Há anos, defensores das causas indígenas já argumentavam que a data, que marca a luta dos povos originários pela sobrevivência desde a colonização do Brasil até os genocídios modernos, deveria ser chamada de “Dia dos Povos Indígenas”.
Segundo Mura, o termo índio reproduz a visão do colonizador que remete à ideia eurocêntrica de que os indígenas são atrasados e iguais, desconsiderando as diferenças linguísticas e culturais.
Em contrapartida, “indígena” é uma palavra que significa “natural do lugar em que vive”. O termo exprime que cada povo, de onde quer que seja, é único.

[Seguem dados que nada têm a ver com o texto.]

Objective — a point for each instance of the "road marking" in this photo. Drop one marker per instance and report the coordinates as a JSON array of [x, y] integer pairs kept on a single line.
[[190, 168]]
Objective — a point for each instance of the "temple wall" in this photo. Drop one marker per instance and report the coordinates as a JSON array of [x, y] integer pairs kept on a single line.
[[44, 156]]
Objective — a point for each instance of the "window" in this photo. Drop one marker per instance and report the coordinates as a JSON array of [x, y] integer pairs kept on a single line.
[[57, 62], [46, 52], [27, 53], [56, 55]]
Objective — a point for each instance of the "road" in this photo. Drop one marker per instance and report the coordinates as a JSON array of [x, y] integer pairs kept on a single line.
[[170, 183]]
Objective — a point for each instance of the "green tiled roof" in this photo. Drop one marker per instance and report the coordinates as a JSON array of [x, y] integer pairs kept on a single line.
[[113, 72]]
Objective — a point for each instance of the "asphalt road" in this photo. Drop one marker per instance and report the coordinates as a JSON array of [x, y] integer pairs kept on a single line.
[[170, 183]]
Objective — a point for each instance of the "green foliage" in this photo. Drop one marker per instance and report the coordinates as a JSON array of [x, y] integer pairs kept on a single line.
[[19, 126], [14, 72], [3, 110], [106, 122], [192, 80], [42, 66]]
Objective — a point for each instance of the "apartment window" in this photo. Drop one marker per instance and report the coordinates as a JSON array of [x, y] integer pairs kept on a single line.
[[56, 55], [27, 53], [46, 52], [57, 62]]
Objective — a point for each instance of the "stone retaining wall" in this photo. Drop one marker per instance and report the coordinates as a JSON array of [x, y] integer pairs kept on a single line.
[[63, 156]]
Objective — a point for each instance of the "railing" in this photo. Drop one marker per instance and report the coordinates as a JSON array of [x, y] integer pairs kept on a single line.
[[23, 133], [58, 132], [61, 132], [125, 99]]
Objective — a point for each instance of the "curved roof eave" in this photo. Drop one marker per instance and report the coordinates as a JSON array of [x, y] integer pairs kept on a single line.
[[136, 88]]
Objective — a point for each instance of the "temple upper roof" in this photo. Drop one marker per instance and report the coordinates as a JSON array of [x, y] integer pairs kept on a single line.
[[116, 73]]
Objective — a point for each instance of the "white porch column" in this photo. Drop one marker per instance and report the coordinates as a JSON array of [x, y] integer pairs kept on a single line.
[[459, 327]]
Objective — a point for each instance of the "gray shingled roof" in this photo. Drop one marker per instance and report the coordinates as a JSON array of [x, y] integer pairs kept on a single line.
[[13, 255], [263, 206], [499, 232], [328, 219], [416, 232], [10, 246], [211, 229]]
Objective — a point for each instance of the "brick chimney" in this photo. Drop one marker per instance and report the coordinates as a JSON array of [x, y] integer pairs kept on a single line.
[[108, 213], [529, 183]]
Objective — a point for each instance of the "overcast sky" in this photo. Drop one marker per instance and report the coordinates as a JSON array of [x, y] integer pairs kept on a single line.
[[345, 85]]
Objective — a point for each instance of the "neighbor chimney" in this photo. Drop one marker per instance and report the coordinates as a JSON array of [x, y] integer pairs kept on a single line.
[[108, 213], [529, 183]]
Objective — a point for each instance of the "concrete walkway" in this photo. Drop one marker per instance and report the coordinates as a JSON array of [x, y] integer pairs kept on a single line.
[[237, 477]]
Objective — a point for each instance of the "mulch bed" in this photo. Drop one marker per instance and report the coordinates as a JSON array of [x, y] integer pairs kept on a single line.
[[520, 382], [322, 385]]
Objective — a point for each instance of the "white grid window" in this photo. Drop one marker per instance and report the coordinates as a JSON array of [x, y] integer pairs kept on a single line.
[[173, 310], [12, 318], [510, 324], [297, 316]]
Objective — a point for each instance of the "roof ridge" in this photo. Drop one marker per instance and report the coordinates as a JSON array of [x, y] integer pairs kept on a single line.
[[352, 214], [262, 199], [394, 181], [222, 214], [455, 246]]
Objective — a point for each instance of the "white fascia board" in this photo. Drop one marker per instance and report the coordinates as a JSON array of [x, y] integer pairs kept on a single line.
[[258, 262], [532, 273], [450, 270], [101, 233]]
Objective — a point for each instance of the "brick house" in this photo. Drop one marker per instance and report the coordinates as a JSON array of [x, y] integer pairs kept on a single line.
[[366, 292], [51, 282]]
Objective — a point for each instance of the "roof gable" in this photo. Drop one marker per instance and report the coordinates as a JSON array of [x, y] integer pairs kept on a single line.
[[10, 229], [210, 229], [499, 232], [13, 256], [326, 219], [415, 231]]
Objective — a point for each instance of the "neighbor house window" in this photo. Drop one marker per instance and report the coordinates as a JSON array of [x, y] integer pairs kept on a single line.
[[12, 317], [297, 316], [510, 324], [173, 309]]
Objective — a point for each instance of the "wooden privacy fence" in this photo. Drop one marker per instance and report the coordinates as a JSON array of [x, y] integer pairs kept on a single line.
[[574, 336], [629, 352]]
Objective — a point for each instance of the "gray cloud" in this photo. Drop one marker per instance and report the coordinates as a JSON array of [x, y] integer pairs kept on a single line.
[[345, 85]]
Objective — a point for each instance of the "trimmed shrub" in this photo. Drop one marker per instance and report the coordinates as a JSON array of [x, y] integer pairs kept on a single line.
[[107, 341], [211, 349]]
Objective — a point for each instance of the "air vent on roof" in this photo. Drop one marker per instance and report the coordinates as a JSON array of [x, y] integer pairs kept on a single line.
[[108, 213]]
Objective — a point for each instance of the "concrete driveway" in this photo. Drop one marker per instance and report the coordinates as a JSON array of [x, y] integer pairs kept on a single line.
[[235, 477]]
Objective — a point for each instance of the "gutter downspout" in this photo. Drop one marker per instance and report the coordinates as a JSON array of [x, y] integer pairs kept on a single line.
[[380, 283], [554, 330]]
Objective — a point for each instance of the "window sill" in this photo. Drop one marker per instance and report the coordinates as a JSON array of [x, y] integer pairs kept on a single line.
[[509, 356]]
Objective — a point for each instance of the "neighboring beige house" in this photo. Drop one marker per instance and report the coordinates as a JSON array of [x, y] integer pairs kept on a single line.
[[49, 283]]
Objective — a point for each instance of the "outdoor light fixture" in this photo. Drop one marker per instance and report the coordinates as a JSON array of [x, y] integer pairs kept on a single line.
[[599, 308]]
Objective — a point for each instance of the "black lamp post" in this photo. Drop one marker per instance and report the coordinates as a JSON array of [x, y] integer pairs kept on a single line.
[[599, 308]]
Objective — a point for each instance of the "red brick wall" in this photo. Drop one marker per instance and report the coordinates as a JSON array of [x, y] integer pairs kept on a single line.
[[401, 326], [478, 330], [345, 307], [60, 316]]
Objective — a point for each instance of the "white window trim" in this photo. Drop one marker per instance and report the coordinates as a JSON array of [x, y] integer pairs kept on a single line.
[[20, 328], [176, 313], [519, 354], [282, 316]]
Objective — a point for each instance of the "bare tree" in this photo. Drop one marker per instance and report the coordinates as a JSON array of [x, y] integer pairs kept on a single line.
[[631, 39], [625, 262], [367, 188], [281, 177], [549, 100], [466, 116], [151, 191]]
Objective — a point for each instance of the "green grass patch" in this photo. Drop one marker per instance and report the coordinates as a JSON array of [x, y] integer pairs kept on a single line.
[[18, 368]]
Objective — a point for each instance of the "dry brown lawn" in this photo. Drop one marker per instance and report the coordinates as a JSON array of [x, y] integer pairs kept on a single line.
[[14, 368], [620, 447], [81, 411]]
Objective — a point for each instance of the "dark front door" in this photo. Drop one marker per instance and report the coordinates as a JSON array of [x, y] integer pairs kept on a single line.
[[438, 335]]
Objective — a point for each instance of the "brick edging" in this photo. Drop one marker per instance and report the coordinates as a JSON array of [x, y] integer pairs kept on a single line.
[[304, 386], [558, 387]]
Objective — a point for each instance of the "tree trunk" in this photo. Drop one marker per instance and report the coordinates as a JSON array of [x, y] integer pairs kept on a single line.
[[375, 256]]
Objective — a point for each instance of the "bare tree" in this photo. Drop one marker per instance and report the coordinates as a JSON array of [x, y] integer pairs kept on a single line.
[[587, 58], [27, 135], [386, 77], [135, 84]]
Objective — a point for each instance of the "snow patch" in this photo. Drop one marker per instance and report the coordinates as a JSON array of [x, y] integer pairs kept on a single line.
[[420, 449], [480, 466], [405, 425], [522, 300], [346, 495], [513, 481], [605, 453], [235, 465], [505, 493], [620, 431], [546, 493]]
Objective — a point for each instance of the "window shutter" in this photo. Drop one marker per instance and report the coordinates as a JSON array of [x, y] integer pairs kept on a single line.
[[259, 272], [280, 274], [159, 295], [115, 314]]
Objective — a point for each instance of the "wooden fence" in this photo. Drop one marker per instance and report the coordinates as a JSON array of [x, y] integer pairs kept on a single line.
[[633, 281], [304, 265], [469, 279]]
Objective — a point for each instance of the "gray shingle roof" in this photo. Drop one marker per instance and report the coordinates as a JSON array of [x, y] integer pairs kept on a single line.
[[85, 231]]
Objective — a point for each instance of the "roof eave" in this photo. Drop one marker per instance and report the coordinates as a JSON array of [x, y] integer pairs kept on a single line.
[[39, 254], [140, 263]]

No Rio Grande do Sul são reconhecidos oficialmente quatro povos indígenas: Charrua, Guarani, Kaingang e Xokleng Konglui. Cada povo indígena possui a sua própria cultura como organização social, costumes, línguas, crenças e tradições, conforme assegura o artigo 231 da Constituição Federal de 1988.
Na região das Missões, os municípios de Santo Ângelo e São Miguel das Missões são os únicos que ainda possuem aldeias de famílias Guarani.